Winter weather can bring some unique challenges when it comes to taking care of your lawn. Shoveling the driveway is one thing, but what do you do when snow starts to accumulate on your lawn? Should you remove it, or just let it be? Here are a few things to consider when making your decision.
First, it's important to understand that snow itself is not bad for your lawn. In fact, a layer of snow can actually act as an insulator, protecting your grass from the cold weather. It also helps protect your grass from the harsh, desiccating winds that can result in winter dehydration injury to your cool-season turf.
It’s important to remember that placing excessive traffic from feet or pets on your snow-covered lawn is not advisable. All of this traffic can damage your winter-dormant lawn and the compaction can result in the formation of an icy layer over your grass. If ice remains on top of your lawn for an extended period, your lawn will literally suffocate. Grass needs oxygen to respire in the same way as humans. If an impermeable ice layer builds up, it can cut off oxygen exchange to the soil from the atmosphere. Break up any ice layers that you notice.
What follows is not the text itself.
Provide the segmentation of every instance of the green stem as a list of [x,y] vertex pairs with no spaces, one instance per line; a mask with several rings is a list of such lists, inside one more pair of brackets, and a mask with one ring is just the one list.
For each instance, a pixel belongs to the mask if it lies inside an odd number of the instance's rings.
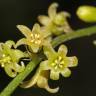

If you have a dormant cool-season lawn (you live in the northern half of the United States) please do not apply any products to your lawn at this time. The grass is not actively growing and the roots will not absorb the nutrients, causing your fertilizer application to be a complete waste. Instead, save it for spring, once your lawn has bounced back from the frozen days of winter.
Snow on your lawn can be beautiful but also problematic if it turns to ice. Monitor the height and consistency of the snow on your lawn and take action to remove or break up ice or excessive, extended snow accumulation. We hope this article has given you some insight into how to deal with a snow-covered lawn so you can enjoy the winter season worry-free!